Une patiente en attente d'un dépistage du cancer du sein, le 3 octobre 2013 à Bordeaux.
Une patiente en attente d'un dépistage du cancer du sein, le 3 octobre 2013 à Bordeaux. - SERGE POUZET/SIPA

Une « erreur de latéralité sur la prescription lors d’une radiothérapie ». Voilà comment l’Autorité de Sûreté Nucléaire (ASN) qualifie, dans son rapport du 14 janvier, l’incident dont a été victime une patiente soignée pour un cancer du sein à l’hôpital intercommunal de Créteil (Val-de-Marne).

En fin d’année dernière, la malade a en effet suivi 22 séances de rayons et toutes ont été dispensées du mauvais côté.

Des rougeurs sur le côté non-malade du torse de la patiente

C’est le mari de la malheureuse patiente qui a donné l’alerte le 6 novembre, lors de la 23e séance, s’inquiétant de voir des rougeurs sur le côté non-malade du torse de sa femme.

Pour le professeur Housset, chef du pôle spécial cancer de l’établissement interrogé par Le Parisien, c’est un « terrible concours de circonstance » qui a mené à un tel dysfonctionnement. « La patiente présentait des troubles cognitifs insoupçonnés et n’avait pas de syndrome tumoral sur le sein », a expliqué le médecin.

Un incident « significatif mais aux conséquences modérées »

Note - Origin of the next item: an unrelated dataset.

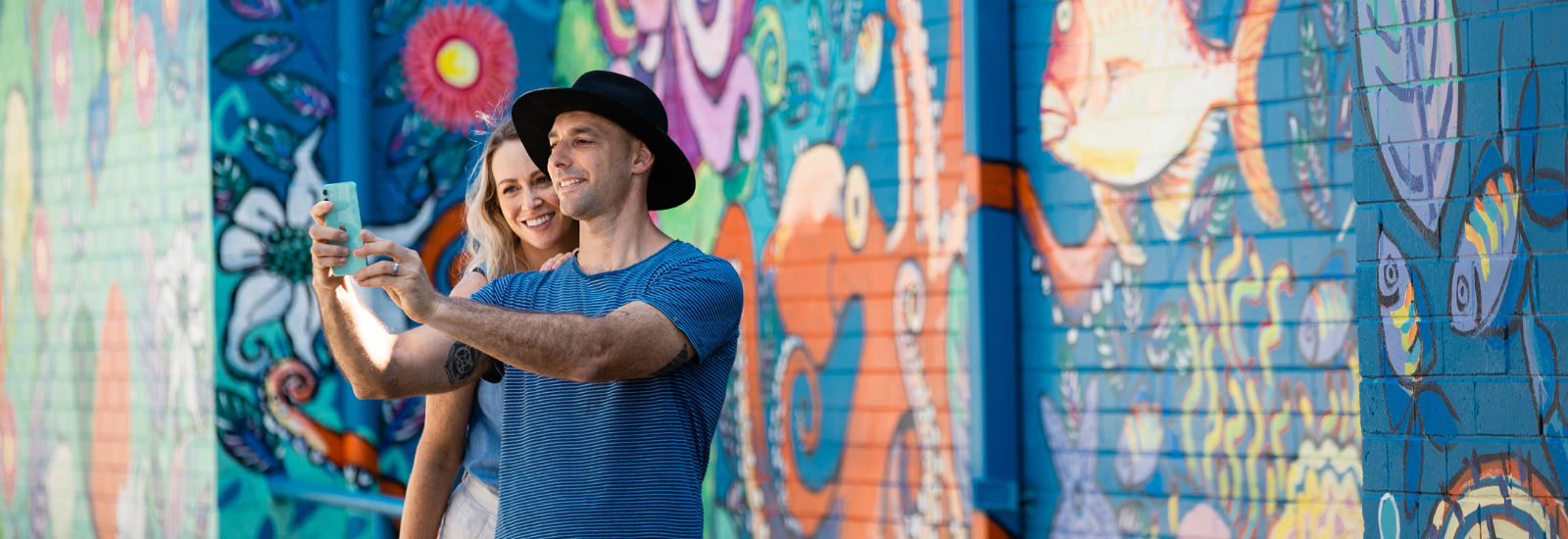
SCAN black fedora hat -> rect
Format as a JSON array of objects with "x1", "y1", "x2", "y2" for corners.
[{"x1": 512, "y1": 71, "x2": 696, "y2": 210}]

Des leçons ont été tirées de l’incident « significatif mais aux conséquences modérées » d’après le Docteur Housset. Le dossier médical sera désormais disponible pour tous les intervenants, dont les manipulateurs en radiothérapie et un effort sera fait en matière de communication entre les divers acteurs, y compris l’entourage des malades.

La victime de cette surprenante erreur, ne gardera pas, elle, de séquelles et a terminé son traitement « normalement ». C’est-à-dire du bon côté.